Covid-19 Jeopardizes Mobility in Europe’s Schengen Area

In March 2020, most European countries unilaterally closed their borders without notifying the European Commission, thereby also denying entry to their non-resident citizens — violating the Universal Declaration of Human Rights, which states (Article 13) that “everyone has the right […] to return to his country”.

Will the resurgence of Covid-19 in Europe produce serious consequences for free mobility within the Schengen Area again? It is difficult to be optimistic as the single most important factor that could trigger new cross-border restrictions is the evidently markedly different trajectories of the pandemic across European countries. Nevertheless, what happened in March is unlikely to be repeated. The announcement of an unprecedented EU recovery plan, partly financed through collective debt, reduces the risk of uncoordinated unilateral decisions to close borders, as countries will seek to avoid diplomatic friction. France’s pivotal role in the difficult recovery plan negotiations probably partially explains why Italy, the main beneficiary, has not restricted mobility from its western neighbor, notwithstanding the soaring number of cases in France since mid-August.

By late September, Hungary alone had resorted to a formal (de jure) closure of its national borders (except for the citizens of a few neighboring countries).
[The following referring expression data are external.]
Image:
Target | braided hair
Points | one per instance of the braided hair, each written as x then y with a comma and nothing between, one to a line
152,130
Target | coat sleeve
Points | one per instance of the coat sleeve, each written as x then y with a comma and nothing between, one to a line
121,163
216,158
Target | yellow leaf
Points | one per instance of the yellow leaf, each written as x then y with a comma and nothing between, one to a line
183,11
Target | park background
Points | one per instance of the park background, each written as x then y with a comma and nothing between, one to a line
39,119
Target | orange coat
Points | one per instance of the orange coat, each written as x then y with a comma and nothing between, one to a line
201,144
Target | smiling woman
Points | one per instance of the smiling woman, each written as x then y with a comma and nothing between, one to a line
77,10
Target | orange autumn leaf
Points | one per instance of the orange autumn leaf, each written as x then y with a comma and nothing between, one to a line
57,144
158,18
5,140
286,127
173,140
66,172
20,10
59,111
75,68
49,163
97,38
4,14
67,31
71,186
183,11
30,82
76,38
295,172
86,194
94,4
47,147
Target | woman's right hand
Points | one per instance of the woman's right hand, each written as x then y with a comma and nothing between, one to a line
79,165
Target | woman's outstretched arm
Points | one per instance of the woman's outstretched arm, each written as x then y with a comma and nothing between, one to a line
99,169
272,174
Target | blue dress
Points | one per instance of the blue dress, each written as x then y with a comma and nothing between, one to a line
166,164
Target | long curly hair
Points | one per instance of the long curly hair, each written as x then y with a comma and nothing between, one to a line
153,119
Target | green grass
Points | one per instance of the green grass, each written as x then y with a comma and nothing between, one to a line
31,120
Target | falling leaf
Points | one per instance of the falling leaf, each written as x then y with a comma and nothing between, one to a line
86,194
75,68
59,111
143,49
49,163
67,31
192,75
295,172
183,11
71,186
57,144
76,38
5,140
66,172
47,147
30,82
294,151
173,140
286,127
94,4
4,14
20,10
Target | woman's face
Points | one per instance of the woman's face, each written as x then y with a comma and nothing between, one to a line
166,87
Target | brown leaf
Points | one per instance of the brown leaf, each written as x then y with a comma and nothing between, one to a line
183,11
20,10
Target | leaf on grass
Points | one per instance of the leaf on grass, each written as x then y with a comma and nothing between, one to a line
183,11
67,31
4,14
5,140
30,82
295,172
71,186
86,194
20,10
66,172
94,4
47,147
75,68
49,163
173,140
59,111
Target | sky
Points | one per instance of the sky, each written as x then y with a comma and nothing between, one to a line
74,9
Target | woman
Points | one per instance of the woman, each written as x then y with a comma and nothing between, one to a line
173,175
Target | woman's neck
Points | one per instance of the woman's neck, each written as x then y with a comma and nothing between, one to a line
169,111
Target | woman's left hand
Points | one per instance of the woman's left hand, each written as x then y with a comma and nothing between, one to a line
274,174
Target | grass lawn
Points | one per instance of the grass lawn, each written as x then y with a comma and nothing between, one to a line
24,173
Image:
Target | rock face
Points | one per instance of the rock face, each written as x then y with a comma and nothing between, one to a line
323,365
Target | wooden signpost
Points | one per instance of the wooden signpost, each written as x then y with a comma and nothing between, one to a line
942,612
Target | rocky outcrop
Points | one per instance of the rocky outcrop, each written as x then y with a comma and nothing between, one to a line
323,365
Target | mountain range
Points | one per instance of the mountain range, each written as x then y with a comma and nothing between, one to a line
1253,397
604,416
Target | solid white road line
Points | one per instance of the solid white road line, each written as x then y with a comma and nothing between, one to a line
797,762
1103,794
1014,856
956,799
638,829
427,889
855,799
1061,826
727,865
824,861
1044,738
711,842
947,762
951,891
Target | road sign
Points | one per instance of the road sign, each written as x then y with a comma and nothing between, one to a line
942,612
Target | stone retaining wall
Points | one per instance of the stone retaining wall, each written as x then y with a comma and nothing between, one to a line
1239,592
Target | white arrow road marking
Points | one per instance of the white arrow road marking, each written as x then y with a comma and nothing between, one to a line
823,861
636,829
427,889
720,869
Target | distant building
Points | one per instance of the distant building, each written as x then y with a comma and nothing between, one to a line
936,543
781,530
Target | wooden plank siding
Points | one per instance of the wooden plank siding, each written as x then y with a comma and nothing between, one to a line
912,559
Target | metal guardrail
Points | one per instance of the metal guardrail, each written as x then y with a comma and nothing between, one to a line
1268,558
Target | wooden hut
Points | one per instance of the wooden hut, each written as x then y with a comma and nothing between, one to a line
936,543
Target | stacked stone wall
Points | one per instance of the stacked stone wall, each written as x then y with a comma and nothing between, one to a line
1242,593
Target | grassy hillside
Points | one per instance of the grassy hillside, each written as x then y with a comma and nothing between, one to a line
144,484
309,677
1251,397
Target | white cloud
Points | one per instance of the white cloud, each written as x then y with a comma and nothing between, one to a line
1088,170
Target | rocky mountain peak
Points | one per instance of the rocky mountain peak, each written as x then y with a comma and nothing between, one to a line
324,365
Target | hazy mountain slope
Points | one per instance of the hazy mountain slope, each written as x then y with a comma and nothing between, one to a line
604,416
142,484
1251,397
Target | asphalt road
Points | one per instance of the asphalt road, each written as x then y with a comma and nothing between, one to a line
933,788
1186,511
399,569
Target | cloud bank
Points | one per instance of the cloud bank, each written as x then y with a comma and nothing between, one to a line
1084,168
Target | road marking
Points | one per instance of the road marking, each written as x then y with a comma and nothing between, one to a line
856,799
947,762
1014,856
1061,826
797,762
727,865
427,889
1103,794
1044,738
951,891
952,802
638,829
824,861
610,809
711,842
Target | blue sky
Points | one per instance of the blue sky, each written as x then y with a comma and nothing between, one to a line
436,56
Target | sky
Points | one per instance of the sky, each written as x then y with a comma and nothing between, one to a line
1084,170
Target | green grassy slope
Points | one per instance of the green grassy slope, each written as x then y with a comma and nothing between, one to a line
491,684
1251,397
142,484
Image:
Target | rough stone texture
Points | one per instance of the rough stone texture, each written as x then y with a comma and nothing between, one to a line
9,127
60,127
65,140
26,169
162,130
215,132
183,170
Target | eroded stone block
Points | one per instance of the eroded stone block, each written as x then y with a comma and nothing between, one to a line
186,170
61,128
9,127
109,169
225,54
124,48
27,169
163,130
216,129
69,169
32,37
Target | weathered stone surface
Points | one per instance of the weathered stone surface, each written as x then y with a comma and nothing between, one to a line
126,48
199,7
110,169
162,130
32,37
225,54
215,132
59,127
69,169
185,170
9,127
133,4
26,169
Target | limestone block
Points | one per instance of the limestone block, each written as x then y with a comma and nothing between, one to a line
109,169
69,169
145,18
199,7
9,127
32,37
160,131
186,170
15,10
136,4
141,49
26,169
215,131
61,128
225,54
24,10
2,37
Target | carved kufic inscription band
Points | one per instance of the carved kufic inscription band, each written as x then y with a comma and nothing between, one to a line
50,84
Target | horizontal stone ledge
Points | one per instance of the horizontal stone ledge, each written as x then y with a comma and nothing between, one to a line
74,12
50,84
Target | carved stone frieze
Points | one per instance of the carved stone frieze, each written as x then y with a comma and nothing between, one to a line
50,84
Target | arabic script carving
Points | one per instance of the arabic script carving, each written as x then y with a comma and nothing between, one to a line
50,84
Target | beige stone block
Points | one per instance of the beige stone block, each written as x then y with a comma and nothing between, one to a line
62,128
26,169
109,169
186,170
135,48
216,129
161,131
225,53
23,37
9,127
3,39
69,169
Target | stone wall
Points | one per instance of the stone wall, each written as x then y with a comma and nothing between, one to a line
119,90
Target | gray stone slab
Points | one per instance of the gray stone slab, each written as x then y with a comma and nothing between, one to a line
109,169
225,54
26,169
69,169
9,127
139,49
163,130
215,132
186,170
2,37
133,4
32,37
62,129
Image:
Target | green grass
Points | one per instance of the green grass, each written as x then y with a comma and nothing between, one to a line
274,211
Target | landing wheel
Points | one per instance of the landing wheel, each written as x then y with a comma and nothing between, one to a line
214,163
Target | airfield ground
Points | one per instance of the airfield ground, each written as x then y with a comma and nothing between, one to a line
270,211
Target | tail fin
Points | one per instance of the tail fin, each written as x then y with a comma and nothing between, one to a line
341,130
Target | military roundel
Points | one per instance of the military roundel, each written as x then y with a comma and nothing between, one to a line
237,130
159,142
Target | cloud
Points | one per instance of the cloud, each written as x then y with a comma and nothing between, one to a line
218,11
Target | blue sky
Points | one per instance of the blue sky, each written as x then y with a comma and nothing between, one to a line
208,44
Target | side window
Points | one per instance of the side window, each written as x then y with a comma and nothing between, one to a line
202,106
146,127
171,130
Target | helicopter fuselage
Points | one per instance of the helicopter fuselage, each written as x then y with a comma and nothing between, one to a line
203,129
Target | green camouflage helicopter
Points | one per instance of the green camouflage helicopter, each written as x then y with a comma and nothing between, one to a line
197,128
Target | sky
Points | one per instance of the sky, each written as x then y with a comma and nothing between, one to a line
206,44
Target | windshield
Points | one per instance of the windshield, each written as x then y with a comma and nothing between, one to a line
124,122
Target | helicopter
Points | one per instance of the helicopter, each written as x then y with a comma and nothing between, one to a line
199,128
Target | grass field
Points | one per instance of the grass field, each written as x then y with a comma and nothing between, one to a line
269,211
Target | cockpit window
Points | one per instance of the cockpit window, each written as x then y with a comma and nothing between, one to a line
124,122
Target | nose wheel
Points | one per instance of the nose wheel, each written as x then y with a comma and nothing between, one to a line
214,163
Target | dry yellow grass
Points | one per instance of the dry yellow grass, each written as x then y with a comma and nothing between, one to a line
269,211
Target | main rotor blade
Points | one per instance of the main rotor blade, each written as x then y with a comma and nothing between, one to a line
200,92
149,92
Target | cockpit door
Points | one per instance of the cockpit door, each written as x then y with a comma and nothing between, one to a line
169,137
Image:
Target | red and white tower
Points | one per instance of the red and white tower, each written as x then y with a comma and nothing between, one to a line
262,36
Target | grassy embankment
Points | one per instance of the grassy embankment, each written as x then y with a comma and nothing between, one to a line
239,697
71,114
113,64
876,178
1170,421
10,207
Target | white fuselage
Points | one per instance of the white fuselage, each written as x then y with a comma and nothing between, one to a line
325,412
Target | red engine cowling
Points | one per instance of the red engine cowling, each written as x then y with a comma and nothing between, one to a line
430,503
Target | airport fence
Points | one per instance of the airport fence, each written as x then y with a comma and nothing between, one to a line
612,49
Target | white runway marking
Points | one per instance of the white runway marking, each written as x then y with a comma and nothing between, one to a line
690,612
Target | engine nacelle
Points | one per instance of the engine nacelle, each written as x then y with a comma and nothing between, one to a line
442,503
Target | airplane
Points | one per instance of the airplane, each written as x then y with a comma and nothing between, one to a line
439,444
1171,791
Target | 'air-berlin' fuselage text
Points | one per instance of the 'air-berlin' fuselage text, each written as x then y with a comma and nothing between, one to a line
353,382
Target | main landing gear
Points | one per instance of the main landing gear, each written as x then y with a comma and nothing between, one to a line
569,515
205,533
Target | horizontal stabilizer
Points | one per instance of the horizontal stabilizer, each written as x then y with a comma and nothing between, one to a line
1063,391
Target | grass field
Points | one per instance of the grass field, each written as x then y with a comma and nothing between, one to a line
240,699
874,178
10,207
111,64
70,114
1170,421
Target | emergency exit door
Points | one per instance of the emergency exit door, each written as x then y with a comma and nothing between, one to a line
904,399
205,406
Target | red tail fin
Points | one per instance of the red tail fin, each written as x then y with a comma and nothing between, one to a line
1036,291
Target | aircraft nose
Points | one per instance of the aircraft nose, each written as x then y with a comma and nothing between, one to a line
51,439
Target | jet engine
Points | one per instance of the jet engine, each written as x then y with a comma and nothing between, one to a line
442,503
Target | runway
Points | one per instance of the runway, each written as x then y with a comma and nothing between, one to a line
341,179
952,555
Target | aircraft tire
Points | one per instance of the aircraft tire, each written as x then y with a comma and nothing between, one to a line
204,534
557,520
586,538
However, a growing number of countries have taken or are considering introducing measures that imply de facto border closures, such as keeping borders open but testing travelers on arrival. This is feasible only if the number of cross-border travelers plummets, as countries will otherwise struggle even more than they are currently to conduct tests and deliver rapid results or implement mandatory quarantining. So, dark times ahead
for mobility within Europe’s Schengen Area.